Laura Montoya (founder and managing partner of Accel Impact Organizations): Thank you. I’m really excited to be here.
David Homa (Digital Initiative director): Laura, thanks for joining us.
To start with, you work in an interesting space where you have expertise in the technical aspects of AI and ML, but also work in the social aspects around how people interact with it and how it affects society. I wonder, when was your first exposure to AI, and what was that about?
LM: You know, that’s a funny question. I feel like now that I better understand what AI is… I had exposure from a young age. And, being able to utilize the computer and really being able to even just play with little, like, robots and go to science museums — that’s something I did from [a] very young [age]. But, I didn’t have that conceptualization of what AI was. I didn’t understand its potential power and scalability and the impact that it could have on the world. But, I would say that the idea of a robot, or something that potentially you can interact with that would mimic a person or another entity — because I was really into animals when I was young — I think that it was something I was very drawn to as a child. And, it was something that I felt that I could really connect with — even my toys and the robots in general. So, I would say that as I grew into adulthood, I found that I drew from that experience as a child and my love of these — you could call them inanimate objects. But when you’re a kid, you breathe life into them through your imagination.
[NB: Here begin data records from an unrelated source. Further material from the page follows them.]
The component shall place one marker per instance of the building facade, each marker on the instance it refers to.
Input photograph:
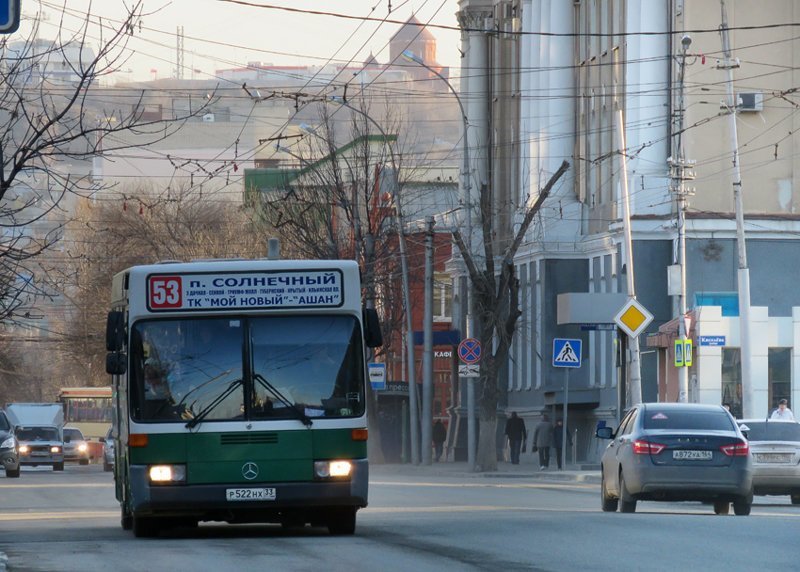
(585, 73)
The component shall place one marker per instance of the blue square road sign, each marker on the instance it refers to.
(566, 352)
(9, 16)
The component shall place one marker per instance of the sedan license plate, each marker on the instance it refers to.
(692, 455)
(250, 494)
(773, 457)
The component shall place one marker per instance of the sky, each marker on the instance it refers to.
(220, 34)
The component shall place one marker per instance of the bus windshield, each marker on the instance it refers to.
(254, 368)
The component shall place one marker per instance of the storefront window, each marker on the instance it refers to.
(732, 380)
(780, 375)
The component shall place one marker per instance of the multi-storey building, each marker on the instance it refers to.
(553, 81)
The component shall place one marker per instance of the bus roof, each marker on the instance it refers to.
(84, 392)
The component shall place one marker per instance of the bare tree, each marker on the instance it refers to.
(51, 126)
(338, 201)
(496, 302)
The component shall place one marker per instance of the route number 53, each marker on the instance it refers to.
(165, 292)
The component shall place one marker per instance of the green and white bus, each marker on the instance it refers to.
(239, 393)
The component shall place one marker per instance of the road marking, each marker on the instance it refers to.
(58, 486)
(17, 516)
(39, 516)
(564, 485)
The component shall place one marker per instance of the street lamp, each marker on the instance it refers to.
(412, 384)
(467, 191)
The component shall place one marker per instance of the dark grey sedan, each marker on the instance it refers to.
(677, 452)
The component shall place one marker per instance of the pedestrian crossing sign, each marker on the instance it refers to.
(566, 352)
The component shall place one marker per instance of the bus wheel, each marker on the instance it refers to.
(342, 521)
(145, 527)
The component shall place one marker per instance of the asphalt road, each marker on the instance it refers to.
(417, 520)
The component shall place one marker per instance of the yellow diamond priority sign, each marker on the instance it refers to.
(633, 318)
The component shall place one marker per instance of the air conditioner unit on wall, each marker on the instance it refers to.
(749, 101)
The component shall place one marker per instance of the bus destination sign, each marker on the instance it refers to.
(245, 290)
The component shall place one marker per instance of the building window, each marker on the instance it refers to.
(442, 297)
(780, 375)
(732, 380)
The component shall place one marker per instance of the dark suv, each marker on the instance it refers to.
(9, 456)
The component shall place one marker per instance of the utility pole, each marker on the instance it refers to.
(427, 352)
(635, 368)
(179, 53)
(728, 63)
(681, 170)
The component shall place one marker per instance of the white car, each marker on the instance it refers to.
(75, 446)
(775, 446)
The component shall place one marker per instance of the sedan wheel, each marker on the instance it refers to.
(626, 502)
(608, 503)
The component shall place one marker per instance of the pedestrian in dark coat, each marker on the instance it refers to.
(558, 440)
(439, 436)
(517, 434)
(543, 440)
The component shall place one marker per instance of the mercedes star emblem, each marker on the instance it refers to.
(250, 470)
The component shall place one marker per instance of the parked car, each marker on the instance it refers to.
(9, 456)
(40, 446)
(676, 452)
(108, 451)
(75, 446)
(775, 446)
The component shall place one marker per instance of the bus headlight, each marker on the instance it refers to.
(332, 469)
(167, 474)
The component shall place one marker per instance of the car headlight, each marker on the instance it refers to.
(332, 469)
(167, 474)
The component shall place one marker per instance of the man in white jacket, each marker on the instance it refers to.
(782, 413)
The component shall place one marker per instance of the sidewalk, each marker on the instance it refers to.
(504, 470)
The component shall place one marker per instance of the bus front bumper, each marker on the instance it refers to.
(209, 501)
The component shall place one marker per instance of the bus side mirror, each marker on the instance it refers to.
(116, 363)
(373, 337)
(115, 331)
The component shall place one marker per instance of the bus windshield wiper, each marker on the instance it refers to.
(282, 398)
(195, 421)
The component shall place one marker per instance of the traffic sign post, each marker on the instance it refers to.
(377, 375)
(679, 361)
(567, 354)
(9, 16)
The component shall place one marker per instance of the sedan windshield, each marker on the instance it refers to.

And, as time has gone on, (and obviously the technology has gotten better), now you have these robots that actually are very lifelike, right? One of my favorites, actually, sits on my desk. And, I can show him to you. It’s Cozmo. I’m sure you guys are familiar with him, from Anki. And, they have a new one out now, Vector. But this, I think to me personally, was one of the greatest innovations because of the way that they animated his face, right? And, it allows children really to connect with something that otherwise would just be a toy. And, the way that it breeds excitement, and in the way that it brings joy… And so, for me personally, that’s something that I have taken into my career now and my understanding of AI and how I want AI to really live in the world. I want it to be something that people can connect with, [that] they can appreciate, that can help them, that can solve problems. And, I think that that’s something that’s been missing in a lot of ways from the conversation around artificial intelligence so far.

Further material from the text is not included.